Les grandes entreprises remplacent les juniors par l’IA. C’est une opportunité, pas une tendance à copier.
Stanford a suivi la paie de millions de salariés et a trouvé une baisse relative de 13 % de l’emploi des 22-25 ans dans les métiers les plus exposés à l’IA, tandis que les travailleurs plus âgés sur les mêmes postes restaient stables. Dans une enquête auprès de 1 000 managers de grandes entreprises, 48 % préfèrent investir dans l’IA plutôt que recruter et former un jeune diplômé.
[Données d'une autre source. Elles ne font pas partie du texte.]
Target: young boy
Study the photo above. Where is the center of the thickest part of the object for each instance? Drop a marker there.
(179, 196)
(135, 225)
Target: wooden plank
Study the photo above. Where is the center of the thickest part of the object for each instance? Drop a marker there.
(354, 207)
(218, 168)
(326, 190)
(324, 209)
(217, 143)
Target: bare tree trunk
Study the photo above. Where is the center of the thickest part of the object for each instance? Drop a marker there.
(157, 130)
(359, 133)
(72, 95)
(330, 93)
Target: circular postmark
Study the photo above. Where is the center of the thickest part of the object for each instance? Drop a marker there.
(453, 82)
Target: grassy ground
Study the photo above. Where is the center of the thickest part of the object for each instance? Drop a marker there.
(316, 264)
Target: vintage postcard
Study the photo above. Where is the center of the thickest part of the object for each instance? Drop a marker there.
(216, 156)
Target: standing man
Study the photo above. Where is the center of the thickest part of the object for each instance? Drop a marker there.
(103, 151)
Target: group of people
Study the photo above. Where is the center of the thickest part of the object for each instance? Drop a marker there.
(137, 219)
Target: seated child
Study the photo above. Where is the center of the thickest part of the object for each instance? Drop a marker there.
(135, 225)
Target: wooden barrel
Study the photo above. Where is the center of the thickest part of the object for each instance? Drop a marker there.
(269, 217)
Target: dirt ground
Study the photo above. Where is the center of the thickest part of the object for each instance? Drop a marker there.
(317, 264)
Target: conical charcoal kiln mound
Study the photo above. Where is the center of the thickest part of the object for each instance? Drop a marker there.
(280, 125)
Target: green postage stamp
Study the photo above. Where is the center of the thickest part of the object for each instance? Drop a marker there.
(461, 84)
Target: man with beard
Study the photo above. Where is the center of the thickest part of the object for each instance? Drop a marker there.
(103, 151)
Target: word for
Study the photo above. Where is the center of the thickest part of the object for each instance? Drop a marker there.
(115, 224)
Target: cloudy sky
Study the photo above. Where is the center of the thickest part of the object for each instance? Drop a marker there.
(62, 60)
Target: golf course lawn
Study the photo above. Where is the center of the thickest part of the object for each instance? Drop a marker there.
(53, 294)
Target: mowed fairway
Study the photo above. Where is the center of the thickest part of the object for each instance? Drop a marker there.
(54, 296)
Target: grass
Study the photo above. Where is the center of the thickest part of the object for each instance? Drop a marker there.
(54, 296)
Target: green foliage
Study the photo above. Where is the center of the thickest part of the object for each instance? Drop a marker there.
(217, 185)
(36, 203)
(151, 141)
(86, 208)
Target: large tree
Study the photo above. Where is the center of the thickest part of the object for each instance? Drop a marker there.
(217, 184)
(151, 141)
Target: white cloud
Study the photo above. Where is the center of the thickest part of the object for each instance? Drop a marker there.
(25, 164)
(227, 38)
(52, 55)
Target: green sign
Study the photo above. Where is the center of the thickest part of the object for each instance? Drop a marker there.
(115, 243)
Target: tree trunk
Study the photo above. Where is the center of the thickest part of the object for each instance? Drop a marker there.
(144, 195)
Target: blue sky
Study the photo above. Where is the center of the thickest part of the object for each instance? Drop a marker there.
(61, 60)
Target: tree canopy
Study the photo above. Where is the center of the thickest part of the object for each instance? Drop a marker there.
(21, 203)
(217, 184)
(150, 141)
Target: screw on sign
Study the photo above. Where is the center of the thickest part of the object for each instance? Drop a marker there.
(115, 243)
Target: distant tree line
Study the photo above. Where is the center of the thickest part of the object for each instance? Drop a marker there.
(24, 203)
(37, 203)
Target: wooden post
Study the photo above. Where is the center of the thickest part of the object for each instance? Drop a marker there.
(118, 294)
Le premier échelon de l’échelle est en train d’être retiré. Pour une petite équipe, ce n’est pas une tendance à suivre. C’est l’une des opportunités de talent les moins chères du marché.
Quand une machine peut faire le travail ingrat, le réflexe est d’arrêter de recruter les personnes qui le faisaient avant. Ce réflexe pilote le marché en ce moment. Les tâches qu’on confiait autrefois à un premier emploi, les rapprochements, la rédaction, les premières recherches, sont exactement ce que l’IA fait à 3 h du matin pour quelques centimes. Alors le budget qui finançait un junior glisse discrètement vers un abonnement, et tout le monde appelle ça de l’efficacité.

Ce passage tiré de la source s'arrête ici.